In a wide-ranging interview titled, "Beyoncé in Her Own Words: Her Life, Her Body, Her Heritage," the singer and businesswoman writes about pregnancy and body acceptance, revealing for the first time that she went into "survival mode" after the birth of her twins.
(MORE: Beyonce shares first photo of twins Sir Carter and Rumi)The 36-year-old superstar admits that after the birth of her first child, Blue Ivy, "I believed in the things society said about how my body should look."
"I put pressure on myself to lose all the baby weight in three months, and scheduled a small tour to assure I would do it. Looking back, that was crazy," she writes.
In her pregnancy with the twins, the icon faced a serious health scare, she writes, "I was 218 pounds the day I gave birth to Rumi and Sir. I was swollen from toxemia and had been on bed rest for over a month. My health and my babies’ health were in danger, so I had an emergency C-section."
Beyonce and her husband Jay Z, 48, welcomed the twins last summer.
"We spent many weeks in the NICU. My husband was a soldier and such a strong support system for me," she continues. "I was in survival mode and did not grasp it all until months later."
In the powerful, candid essay, Beyonce also talks about the changes her body went through after such a physical ordeal.
"After the C-section, my core felt different. It had been major surgery. Some of your organs are shifted temporarily, and in rare cases, removed temporarily during delivery. I am not sure everyone understands that. I needed time to heal, to recover," she adds.
This is where Beyonce made sure to approach things differently than she had years prior with her first child.
"During my recovery, I gave myself self-love and self-care, and I embraced being curvier. I accepted what my body wanted to be. After six months, I started preparing for Coachella. I became vegan temporarily, gave up coffee, alcohol, and all fruit drinks. But I was patient with myself and enjoyed my fuller curves. My kids and husband did, too," she adds.
For this particular cover shoot for Vogue, Beyonce says she stripped away "the wigs and hair extensions" and was sparse on makeup to inspire other women to embrace their natural bodies.
"To this day my arms, shoulders, breasts, and thighs are fuller. I have a little mommy pouch, and I’m in no rush to get rid of it. I think it’s real," she writes.
But don't for one second think Beyonce won't "go into beast zone and work my a-- off" when she's ready to lose the added weight.
The essay didn't just focus on Bey's twins and health, she also wrote about her ancestry and her hopes for her legacy.
"I researched my ancestry recently and learned that I come from a slave owner who fell in love with and married a slave," she writes. "I questioned what it meant and tried to put it into perspective. I now believe it’s why God blessed me with my twins. Male and female energy was able to coexist and grow in my blood for the first time."

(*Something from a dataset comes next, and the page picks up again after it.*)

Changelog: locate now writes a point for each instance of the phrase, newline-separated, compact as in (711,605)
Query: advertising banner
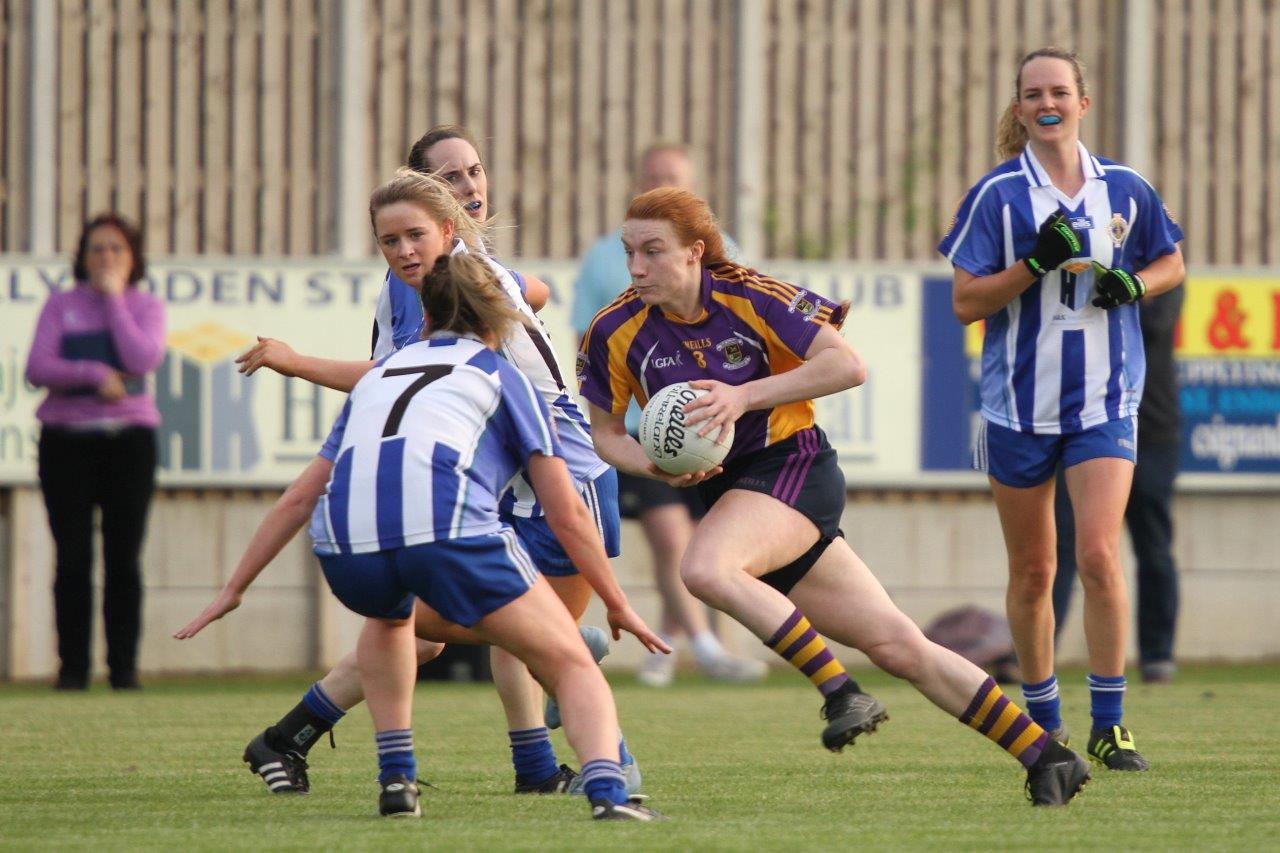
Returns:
(1228,356)
(222,428)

"I now feel so much more beautiful, so much sexier, so much more interesting. And so much more powerful."
She also spoke about the mental maturity and power she feels that she has only just begun to harness.

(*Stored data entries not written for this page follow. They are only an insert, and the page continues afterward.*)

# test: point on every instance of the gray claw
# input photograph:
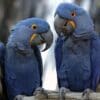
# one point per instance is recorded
(19, 97)
(63, 91)
(40, 93)
(86, 94)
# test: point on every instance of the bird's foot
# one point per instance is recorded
(40, 93)
(62, 92)
(19, 97)
(86, 94)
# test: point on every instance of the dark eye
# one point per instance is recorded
(73, 14)
(34, 26)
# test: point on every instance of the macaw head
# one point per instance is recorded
(71, 19)
(33, 31)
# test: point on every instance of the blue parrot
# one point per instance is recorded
(23, 63)
(77, 50)
(2, 83)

"I look at the woman I was in my 20s and I see a young lady growing into confidence but intent on pleasing everyone around her. I now feel so much more beautiful, so much sexier, so much more interesting. And so much more powerful," she adds.

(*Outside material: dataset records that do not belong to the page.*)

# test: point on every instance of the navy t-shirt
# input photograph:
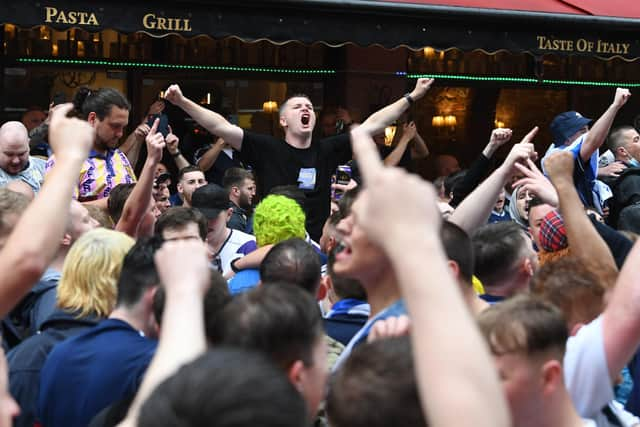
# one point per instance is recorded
(90, 371)
(277, 163)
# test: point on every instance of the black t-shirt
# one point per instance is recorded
(277, 163)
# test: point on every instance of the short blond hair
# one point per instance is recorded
(91, 270)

Everyone remembers her game-changing Coachella performance from earlier this year that became the most-tweeted about, most-viewed performance in the history of the event on YouTube and other platforms.
"I had a clear vision for Coachella. I was so specific because I’d seen it, I’d heard it, and it was already written inside of me," she writes.
During her performance, Beyonce sang "Lift Every Voice and Sing," known as the black national anthem, and quoted Malcolm X in between songs.
"I know that most of the young people on the stage and in the audience did not know the history of the black national anthem before Coachella. But they understood the feeling it gave them," she explains. "It was a celebration of all the people who sacrificed more than we could ever imagine, who moved the world forward so that it could welcome a woman of color to headline such a festival."
"They don’t have to be a certain type or fit into a specific category. They don’t have to be politically correct, as long as they’re authentic, respectful, compassionate, and empathetic" - Beyonce on raising her daughters.
As the mother of two girls, Beyonce says she wants them to know that they can be anything, "CEOs, as bosses, and that they know they can write the script for their own lives."
"They don’t have to be a certain type or fit into a specific category. They don’t have to be politically correct, as long as they’re authentic, respectful, compassionate, and empathetic," she writes. "I want the same things for my son. I want him to know that he can be strong and brave but that he can also be sensitive and kind. I want my son to have a high emotional IQ where he is free to be caring, truthful, and honest. It’s everything a woman wants in a man, and yet we don’t teach it to our boys."